Is there a mechanism to instruct the sanitizer to ignore a specific expression or function? From a cursory reading, I am mildly concerned about a deluge of false positives from primitives that compute exact (or approximate) residuals; these are acting to eliminate or precisely control floating-point errors, but tend to show up as "unstable" in a naive analysis that isn't aware of them.

Yes: like all sanitizers, what happens behind the scenes is that the frontend (clang) sets an annotation on each function in the program. It can be disabled for a specific function with the no_sanitize attribute.

If nsan is disabled for a specific function, any return value will be re-extended again to shadow precision, and the computations will resume from here. This is equivalent to assuming that the function, its parameters, and any memory reads were correct.

Matt added a subscriber: Matt.Mar 25 2021, 3:29 PM
Herald added a project: Restricted Project. · View Herald TranscriptNov 22 2022, 11:39 AM
olologin added a comment.EditedNov 22 2022, 11:44 AM

@courbet
Hi, sorry for pinging you.
Is this review stalled? Is there a reason for this? Judging by paper this sanitizer looks promising. I was recently planning to try out NSAN on huge codebase but I only found this review, so I wonder if I should try to build clang with your patch myself and try it.

Maybe I could help with something if you don't have time for completing this review, but I doubt my knowledge of LLVM codebase is good enough for serious tasks :)

@courbet
Hi, sorry for pinging you.
Is this review stalled? Is there a reason for this? Judging by paper this sanitizer looks promising. I was recently planning to try out NSAN on huge codebase but I only found this review, so I wonder if I should try to build clang with your patch myself and try it.

Maybe I could help with something if you don't have time for completing this review, but I doubt my knowledge of LLVM codebase is good enough for serious tasks :)

The interest for this in the LLVM community did not seem overwhelming, so I did not pursue this.

There was some work out-of-tree by the interflop (in particular, @titeup), e.g https://github.com/Thukisdo/NSan-interflop-runtime, I'm not sure if they are still working on it.

If you want to try to get this submitted, feel free to take over !

This looks very interesting and I wish that I can help as well (but I'll likely spend very little time in December due to holidays:) ). Hmm, I can't find it in an email archive. Perhaps there hasn't been a discussion so people are unaware of this work...

This looks very interesting. I had a discussion with someone at the recent LLVM Dev Meeting about the possibility of something like this. However, rather than tracking error based on data precision, I am interested in tracking errors introduced by fast-math based optimizations. For instance, someone has a program with has been verified within accuracy requirements, but they want it to run faster so they enable fast-math. Sometimes this works, but other times the fast-math optimizations introduce an unacceptable amount of error. What I'd like is to be able to trace the problem back to which part of the original source was sensitive to this error so that I can disable fast-math locally for just that operation.

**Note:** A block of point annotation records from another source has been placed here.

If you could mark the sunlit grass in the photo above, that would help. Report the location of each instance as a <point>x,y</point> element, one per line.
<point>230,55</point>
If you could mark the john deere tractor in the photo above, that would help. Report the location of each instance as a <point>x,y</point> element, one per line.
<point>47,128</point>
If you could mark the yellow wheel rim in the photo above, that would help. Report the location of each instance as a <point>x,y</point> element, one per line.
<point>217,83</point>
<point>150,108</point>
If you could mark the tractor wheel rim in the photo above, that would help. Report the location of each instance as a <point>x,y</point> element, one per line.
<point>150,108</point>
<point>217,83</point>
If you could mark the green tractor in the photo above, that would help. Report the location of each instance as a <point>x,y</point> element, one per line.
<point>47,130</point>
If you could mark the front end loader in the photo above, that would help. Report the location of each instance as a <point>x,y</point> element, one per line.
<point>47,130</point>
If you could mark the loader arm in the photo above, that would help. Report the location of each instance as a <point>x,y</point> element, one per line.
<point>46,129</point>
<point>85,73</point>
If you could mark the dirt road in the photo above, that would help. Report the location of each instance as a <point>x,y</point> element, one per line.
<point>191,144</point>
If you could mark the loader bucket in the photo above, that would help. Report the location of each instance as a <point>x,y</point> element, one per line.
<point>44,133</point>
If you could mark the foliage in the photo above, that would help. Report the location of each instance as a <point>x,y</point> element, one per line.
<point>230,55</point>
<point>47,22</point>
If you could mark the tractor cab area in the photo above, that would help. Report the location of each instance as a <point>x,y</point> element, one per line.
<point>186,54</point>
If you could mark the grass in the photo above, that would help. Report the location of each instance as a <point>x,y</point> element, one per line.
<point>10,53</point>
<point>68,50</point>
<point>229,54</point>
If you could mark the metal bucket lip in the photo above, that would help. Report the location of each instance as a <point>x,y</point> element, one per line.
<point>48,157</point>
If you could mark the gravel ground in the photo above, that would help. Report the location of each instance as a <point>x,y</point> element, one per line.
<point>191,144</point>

Another potential use for this sort of technology relates to an RFC that I just posted (https://reviews.llvm.org/D138867). There I'm trying to introduce a mechanism that allows the compiler to replace builtin math operations (calls to math library functions or equivalent builtins in platforms like SYCL or CUDA) based on a specified accuracy requirement. One of the challenges with this is verifying that the substitute call is really as accurate as it claims. For example, let's say I want to call cosf() and I need 4 ulp accuracy. The standard GNU libm implementation claims 1 ulp accuracy, so it's not necessarily useful as a point of comparison. But if we had a shadow computation that converted the input value to double and called cos() then converted that result back to float, that should give me the correctly rounded result, right? Or I could use a shadow call to one of the various correctly rounded implementations that are becoming available. It would be great to use nsan to verify the results from these alternate library calls.